【发布时间】:2020-10-29 00:57:40
【问题描述】:
这是我关于网络抓取的案例研究。 我在最终代码中遇到问题 'NoneType' 对象没有属性 'text' 所以我尝试使用 'getattr' 函数来修复它,但它不起作用。
'''
import requests
from bs4 import BeautifulSoup
url = 'https://www.birdsnest.com.au/womens/dresses'
source = requests.get(url)
soup = BeautifulSoup(source.content, 'lxml')
'''
productlist= soup.find_all('div', id='items')
'''
productlinks = []
for item in productlist:
for link in item.find_all('a',href=True):
productlinks.append(url + link['href'])
print(len(productlinks))
'''
productlinks = []
for x in range(1,28):
source = requests.get(f'https://www.birdsnest.com.au/womens/dresses?_lh=1&page={x}')

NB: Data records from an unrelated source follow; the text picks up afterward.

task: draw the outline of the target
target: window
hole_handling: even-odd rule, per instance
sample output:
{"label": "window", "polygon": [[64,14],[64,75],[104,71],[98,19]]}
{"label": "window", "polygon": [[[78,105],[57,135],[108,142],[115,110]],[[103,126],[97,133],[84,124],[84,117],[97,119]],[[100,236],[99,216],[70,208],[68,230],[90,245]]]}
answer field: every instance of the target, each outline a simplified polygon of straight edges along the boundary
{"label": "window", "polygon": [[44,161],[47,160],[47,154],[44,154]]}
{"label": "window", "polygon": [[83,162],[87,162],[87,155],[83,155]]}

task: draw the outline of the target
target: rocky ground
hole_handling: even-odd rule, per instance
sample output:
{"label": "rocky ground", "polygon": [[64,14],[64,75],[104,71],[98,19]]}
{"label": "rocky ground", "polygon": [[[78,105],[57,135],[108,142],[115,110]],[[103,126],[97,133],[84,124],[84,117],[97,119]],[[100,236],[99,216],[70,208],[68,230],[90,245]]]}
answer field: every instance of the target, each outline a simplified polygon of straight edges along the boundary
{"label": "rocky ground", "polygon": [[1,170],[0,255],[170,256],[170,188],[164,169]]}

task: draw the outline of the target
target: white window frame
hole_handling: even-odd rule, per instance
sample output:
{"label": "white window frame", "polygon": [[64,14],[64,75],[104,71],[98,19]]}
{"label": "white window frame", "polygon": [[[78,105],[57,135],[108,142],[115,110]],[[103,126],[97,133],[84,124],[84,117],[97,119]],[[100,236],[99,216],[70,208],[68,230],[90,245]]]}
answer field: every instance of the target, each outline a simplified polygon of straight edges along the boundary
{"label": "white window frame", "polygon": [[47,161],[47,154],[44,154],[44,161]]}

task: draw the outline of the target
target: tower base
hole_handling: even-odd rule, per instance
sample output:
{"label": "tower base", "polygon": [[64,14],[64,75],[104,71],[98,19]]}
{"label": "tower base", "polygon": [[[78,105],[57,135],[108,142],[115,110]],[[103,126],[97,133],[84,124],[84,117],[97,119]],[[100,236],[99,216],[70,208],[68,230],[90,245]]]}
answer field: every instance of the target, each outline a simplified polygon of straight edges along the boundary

soup = BeautifulSoup(source.content, 'lxml')
for item in productlist:
for link in item.find_all('a',href=True):
productlinks.append(url + link['href'])
print(productlinks)
'''
for link in productlinks:
source = requests.get(link)
soup = BeautifulSoup(source.content, 'lxml')
name = soup.find('h1',class_='item-heading__name').text.strip()
price = soup.find('p',class_='item-heading__price').text.strip()
feature = soup.find('div',class_='tab-accordion__content active').text.strip()
sum = {
'name':name,
'price':price,
'feature':feature
}
print(sum)
'''
---------------------------------------------------------------------------
AttributeError Traceback (most recent call last)
<ipython-input-7-d4d46558690d> in <module>()
3 soup = BeautifulSoup(source.content, 'lxml')
4
----> 5 name = soup.find('h1',class_='item-heading__name').text.strip()
6 price = soup.find('p',class_='item-heading__price').text.strip()
7 feature = soup.find('div',class_='tab-accordion__content active').text.strip()
AttributeError: 'NoneType' object has no attribute 'text'
---------------------------------------------------------------------------
所以我尝试用这种方法修复,但没有奏效。
for link in productlinks:
source = requests.get(link)
soup = BeautifulSoup(source.content, 'lxml')
name = getattr(soup.find('h1',class_='item-heading__name'),'text',None)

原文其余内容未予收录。